Here the name represents the name of identifier, value represents the value
stored in an identifier, the address represents memory location of that
identifier and type represents the data type of identifier.
Thus compiler can keep track of all the identifiers with all the necessary
information.
Items stored in Symbol table:
Variable names and constants
Procedure and function names
Literal constants and strings
Compiler generated temporaries
Labels in source languages
Information used by the compiler from Symbol table:
Data type and name
Declaring procedures
Offset in storage
If structure or record then, a pointer to structure table.
For parameters, whether parameter passing by value or by reference
Number and type of arguments passed to function
Base Address
16.Explain S-Attributed & L-Attributed definitions in detail
Ans) Before coming up to S-attributed and L-attributed SDTs, here is a brief
intro to Synthesized or Inherited attributes Types of attributes – Attributes may
be of two types – Synthesized or Inherited.

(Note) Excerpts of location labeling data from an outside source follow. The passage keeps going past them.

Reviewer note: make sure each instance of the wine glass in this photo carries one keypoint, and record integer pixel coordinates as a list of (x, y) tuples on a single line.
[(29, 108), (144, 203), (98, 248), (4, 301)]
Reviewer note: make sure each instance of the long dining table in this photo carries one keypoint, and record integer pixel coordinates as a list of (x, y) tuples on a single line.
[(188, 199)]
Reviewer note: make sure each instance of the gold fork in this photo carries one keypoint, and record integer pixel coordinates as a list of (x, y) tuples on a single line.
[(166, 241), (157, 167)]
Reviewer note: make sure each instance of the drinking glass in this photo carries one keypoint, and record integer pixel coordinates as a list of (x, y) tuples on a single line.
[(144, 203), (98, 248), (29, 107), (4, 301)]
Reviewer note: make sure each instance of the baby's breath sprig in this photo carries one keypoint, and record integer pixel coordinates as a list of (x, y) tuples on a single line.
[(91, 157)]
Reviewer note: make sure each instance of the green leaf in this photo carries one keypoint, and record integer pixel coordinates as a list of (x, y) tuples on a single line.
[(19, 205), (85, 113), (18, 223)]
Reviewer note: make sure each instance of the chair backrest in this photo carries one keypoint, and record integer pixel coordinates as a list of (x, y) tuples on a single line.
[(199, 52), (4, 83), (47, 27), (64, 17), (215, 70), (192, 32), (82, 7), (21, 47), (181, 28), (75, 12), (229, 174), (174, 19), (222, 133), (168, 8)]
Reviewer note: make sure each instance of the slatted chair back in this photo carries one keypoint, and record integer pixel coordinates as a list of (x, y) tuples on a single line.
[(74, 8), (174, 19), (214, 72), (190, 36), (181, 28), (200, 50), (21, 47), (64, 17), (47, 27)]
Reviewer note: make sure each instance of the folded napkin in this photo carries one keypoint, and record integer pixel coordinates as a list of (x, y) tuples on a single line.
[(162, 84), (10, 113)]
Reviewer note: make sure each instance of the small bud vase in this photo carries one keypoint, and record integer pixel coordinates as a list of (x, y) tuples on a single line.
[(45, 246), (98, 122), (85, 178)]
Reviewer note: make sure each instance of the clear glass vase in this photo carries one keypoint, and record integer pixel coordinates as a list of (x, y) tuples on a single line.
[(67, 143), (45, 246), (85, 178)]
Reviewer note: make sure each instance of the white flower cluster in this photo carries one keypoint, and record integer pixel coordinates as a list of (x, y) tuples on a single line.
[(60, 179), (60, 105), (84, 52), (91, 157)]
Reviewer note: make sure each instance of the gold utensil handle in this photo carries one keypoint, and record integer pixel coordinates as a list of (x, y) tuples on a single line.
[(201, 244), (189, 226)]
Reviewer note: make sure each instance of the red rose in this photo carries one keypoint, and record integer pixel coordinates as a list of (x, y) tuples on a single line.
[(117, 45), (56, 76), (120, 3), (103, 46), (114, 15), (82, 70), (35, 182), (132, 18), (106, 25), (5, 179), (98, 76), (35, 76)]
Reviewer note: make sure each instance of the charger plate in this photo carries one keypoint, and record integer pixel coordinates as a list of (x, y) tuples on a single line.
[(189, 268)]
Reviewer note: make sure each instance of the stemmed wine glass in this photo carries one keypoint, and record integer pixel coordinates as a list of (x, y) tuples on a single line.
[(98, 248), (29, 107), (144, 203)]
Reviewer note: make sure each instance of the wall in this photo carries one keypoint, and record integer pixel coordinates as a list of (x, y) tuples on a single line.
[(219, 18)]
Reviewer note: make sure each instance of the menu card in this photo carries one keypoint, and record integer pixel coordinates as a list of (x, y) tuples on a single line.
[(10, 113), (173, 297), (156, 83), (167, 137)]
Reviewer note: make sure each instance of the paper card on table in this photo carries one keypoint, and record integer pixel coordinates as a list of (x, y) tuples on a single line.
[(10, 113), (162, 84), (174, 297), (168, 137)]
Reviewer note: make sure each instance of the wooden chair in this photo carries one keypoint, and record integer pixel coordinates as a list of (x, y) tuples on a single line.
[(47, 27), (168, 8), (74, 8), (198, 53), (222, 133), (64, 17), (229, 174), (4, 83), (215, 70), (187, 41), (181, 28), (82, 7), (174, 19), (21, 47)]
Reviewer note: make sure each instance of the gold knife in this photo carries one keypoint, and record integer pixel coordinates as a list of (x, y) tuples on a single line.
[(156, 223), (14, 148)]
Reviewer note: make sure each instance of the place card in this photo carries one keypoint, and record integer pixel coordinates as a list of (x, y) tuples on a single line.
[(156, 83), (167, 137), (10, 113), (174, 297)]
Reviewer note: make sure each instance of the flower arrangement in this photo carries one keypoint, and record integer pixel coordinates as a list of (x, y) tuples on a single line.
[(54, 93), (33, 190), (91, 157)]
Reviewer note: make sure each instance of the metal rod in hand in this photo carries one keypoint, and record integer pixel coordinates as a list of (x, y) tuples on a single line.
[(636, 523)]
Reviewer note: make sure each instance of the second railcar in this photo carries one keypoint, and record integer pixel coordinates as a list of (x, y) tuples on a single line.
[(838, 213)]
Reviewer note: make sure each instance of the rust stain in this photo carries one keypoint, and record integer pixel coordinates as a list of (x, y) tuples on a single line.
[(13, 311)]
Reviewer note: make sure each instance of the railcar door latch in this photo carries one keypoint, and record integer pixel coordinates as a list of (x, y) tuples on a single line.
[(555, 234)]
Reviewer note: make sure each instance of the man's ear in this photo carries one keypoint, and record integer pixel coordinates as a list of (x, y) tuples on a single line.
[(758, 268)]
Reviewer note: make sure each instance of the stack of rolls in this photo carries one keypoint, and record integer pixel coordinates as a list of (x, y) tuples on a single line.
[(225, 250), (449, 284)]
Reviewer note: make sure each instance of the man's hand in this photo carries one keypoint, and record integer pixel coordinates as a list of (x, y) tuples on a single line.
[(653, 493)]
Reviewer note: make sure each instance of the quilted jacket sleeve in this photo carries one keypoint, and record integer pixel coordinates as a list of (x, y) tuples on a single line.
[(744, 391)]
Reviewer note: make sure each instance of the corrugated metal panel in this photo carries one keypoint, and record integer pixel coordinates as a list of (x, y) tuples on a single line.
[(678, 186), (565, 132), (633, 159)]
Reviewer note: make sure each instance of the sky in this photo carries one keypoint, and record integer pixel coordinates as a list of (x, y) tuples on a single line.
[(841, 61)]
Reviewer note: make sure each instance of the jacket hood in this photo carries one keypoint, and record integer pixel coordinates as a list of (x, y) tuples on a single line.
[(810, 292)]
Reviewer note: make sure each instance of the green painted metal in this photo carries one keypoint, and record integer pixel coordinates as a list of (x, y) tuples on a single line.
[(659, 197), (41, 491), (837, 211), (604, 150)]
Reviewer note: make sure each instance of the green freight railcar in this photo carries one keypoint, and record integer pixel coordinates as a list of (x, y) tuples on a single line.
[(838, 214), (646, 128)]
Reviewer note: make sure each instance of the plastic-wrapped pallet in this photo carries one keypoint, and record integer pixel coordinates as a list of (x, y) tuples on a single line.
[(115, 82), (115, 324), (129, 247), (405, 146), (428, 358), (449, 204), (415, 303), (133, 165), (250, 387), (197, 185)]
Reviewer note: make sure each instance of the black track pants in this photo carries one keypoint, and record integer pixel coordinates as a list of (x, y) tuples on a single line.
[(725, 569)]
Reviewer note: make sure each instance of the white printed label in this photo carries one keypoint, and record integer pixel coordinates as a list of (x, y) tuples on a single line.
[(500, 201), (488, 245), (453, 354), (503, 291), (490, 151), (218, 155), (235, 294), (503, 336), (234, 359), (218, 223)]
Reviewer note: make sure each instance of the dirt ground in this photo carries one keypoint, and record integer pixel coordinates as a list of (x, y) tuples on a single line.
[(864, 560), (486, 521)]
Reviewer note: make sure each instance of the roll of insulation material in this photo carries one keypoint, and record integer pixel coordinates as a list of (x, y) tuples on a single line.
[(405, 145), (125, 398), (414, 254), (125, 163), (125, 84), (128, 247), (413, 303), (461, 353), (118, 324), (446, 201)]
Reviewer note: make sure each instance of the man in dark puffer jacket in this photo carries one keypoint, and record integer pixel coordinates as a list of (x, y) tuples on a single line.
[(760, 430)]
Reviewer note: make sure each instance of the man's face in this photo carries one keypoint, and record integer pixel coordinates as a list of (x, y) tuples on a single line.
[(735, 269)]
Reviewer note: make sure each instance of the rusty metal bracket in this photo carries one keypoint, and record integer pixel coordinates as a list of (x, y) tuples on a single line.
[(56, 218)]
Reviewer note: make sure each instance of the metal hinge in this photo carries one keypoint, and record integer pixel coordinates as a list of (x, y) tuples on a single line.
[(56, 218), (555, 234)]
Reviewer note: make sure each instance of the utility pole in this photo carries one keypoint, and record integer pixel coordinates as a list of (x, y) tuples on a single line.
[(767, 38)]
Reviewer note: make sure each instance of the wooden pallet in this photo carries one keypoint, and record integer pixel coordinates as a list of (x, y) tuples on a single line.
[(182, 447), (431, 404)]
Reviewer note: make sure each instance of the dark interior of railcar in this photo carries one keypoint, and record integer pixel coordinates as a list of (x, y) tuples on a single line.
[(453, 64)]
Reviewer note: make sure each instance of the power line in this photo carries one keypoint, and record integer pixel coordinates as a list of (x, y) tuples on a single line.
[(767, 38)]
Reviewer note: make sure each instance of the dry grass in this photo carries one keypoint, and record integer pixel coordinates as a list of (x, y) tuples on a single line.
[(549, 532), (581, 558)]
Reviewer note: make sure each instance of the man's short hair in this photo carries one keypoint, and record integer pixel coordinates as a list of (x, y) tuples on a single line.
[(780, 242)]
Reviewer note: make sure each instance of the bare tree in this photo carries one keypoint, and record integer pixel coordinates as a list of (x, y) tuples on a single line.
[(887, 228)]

1. Synthesized attributes – A Synthesized attribute is an attribute of the
non-terminal on the left-hand side of a production. Synthesized attributes
represent information that is being passed up the parse tree. The attribute
can take value only from its children (Variables in the RHS of the
production). For e.g. let’s say A -> BC is a production of a grammar, and A’s
attribute is dependent on B’s attributes or C’s attributes then it will be
synthesized attribute.
2. Inherited attributes – An attribute of a nonterminal on the right-hand side of
a production is called an inherited attribute. The attribute can take value
either from its parent or from its siblings (variables in the LHS or RHS of the
production). For example, let’s say A -> BC is a production of a grammar
and B’s attribute is dependent on A’s attributes or C’s attributes then it will
be inherited attribute.
Now, let’s discuss about S-attributed and L-attributed SDT.
1. S-attributed SDT :
If an SDT uses only synthesized attributes, it is called as S-attributed SDT.
S-attributed SDTs are evaluated in bottom-up parsing, as the values of the
parent nodes depend upon the values of the child nodes.
Semantic actions are placed in rightmost place of RHS.
2. L-attributed SDT:
If an SDT uses both synthesized attributes and inherited attributes with a
restriction that inherited attribute can inherit values from left siblings only, it
is called as L-attributed SDT.
Attributes in L-attributed SDTs are evaluated by depth-first and left-to-right
parsing manner.
Semantic actions are placed anywhere in RHS.